Loan application fraud is a lender’s nightmare. It’s a real issue faced by many financial firms. It is estimated that financial institutions lose billions of dollars yearly to this type of scheme, with synthetic identity fraud alone being responsible for over six billion dollars of credit losses. Without face-to-face interactions, fraudsters and thieves attempt to use stolen identities and fictional financial data to commit online financial crimes — believing it to be an easier or more successful prospect.
Application and identity fraud prevention
When fraud happens, it comes with a cost to lenders. In the US alone, close to 300,000 people fall victim to credit fraud every year. In this situation, fraud mitigation must be an integral part of any lending risk management plan.
To achieve a successful fraud prevention strategy, FIs must conduct a balancing act between security and customer experience. They need to put in place an account opening process that includes real-time risk assessment and identity verification while delivering a digitally seamless customer experience. The importance of improving the customer experience cannot be understated. It is best for businesses to guarantee strong identity verification and fraud prevention, as every little mistake in this process can put the customer at risk and damage the reputation of the business. Ensuring a secure account sign-in process builds trust with users and attracts and retains more customers.
FIs can battle fraud on loan applications in a wide variety of ways:
- In-depth monitoring of new account application data
- Monitoring of existing accounts for suspicious activity patterns
- Identity verification to prevent loan fraud
The most common, widely used loan fraud detection method is identity verification testing, and let’s see how identity verification helps in reducing loan fraud.

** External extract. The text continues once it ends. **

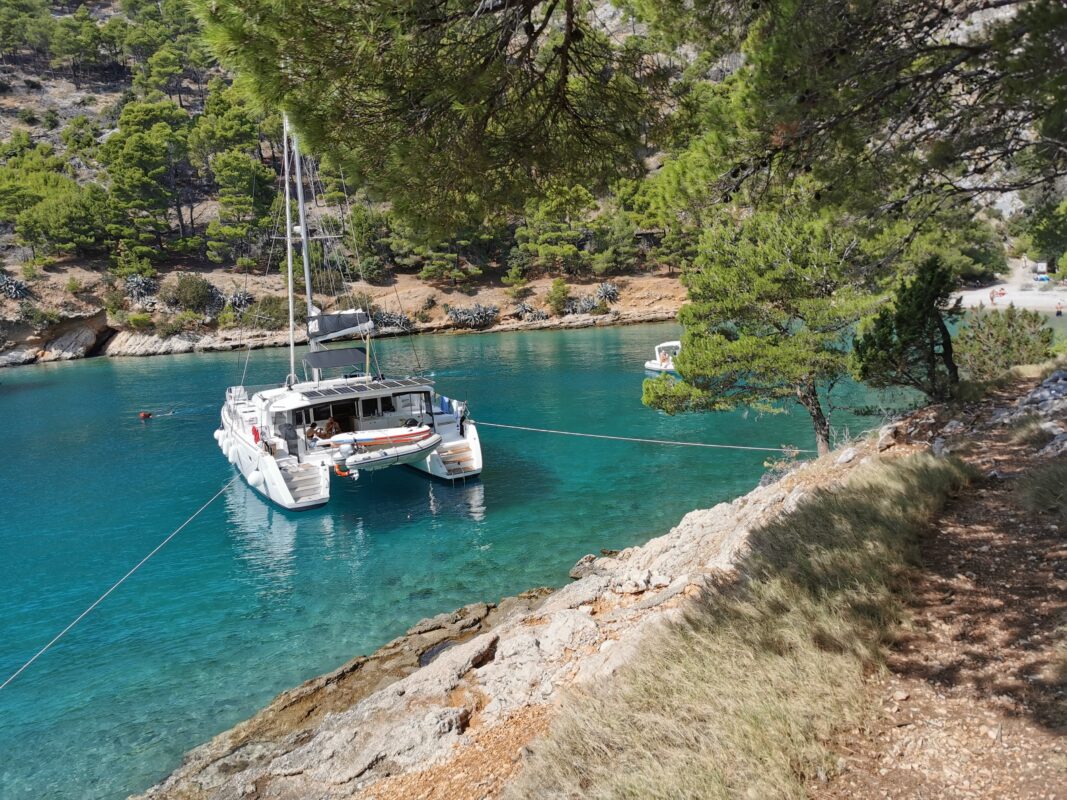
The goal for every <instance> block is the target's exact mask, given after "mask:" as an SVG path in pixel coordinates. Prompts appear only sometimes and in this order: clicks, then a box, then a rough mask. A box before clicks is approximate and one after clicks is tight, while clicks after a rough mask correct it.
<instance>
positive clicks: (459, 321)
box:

Digital identity verification to lessen fraud attempts
Fraudsters exploit vulnerabilities in detection by compiling fake applications, or synthetic identities, that are a composite of several different identities. To prevent application fraud, financial institutions must successfully identify fraudulent activity or fraudulent identity documents in real-time at the beginning of the new account opening process. AI-powered ID verification is a great way to authenticate users at scale without sacrificing security while still gaining an edge on scammers.
Digital verification procedures that are part of a well-developed CIP and Know Your Customer (KYC) practices reduce the chance of synthetic identity fraud, while virtually eliminating doctored documents. Through consumer-permissioned (transactional and account-level information that a consumer gives a business permission to access on their behalf) access to financial data, verifications can be based on or validated by information direct from a financial institution. This is dramatically better than relying on documents that have changed hands at least twice in the loan application process.
AI- powered digital verification by Insight Consultants
Insight Consultants AI-Powered Document Verification Solution is was designed to give financial institutions an easy-to-use, compliant, secure, and cost-effective method of loan application fraud prevention. AI-powered identity verification provides optimal fraud prevention and ensures highly effective authentication in compliance with KYC requirements.
Using consumer-permissioning provides an additional layer of protection as it requires the applicant to know unique personal identifying information (PII) for each financial account they intend to use. As they go through the digital verification process, several aspects of an applicant’s identity are challenged. A fraudster would require access to PII to successfully launch a digital verification, which is nearly impossible.